URL警告: allowed_domains 仅接受域,而不接受 URL

问题描述 投票:0回答:1

我是 python 和爬虫的新手,需要帮助来理解我尝试从起始 URL 获取的每个链接上发生的以下错误:['https://www.eskom.co.za/category /新闻/]

2024-01-31 17:02:42 [py.warnings] WARNING: C:\Users\27671\PycharmProjects\Web crawling\venv\Lib\site-packages\scrapy\spidermiddlewares\offsite.py:74: URLWarning: allowed_domains accepts only domains, not URLs.
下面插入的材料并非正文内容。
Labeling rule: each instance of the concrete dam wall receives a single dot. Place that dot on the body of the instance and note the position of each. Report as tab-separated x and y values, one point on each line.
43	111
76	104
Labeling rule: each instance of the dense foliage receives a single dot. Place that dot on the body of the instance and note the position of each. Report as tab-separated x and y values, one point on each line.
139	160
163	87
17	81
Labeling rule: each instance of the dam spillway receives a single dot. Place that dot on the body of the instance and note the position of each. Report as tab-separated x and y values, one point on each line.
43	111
Ignoring URL entry
 https://www.eskom.co.za/2023/02/ in allowed_domains.
  warnings.warn(message, URLWarning)

我本想爬进 2022 年的媒体声明,并为一个小项目抓取每个声明的描述。


#import libraries
from bs4 import BeautifulSoup as bs
import requests
import re

#to crawl extracted hyperlinks
from scrapy.spiders import CrawlSpider, Rule
from scrapy.linkextractors import LinkExtractor

#requesting with get from url, assign to output which is response
response = requests.get('https://www.eskom.co.za/category/news/')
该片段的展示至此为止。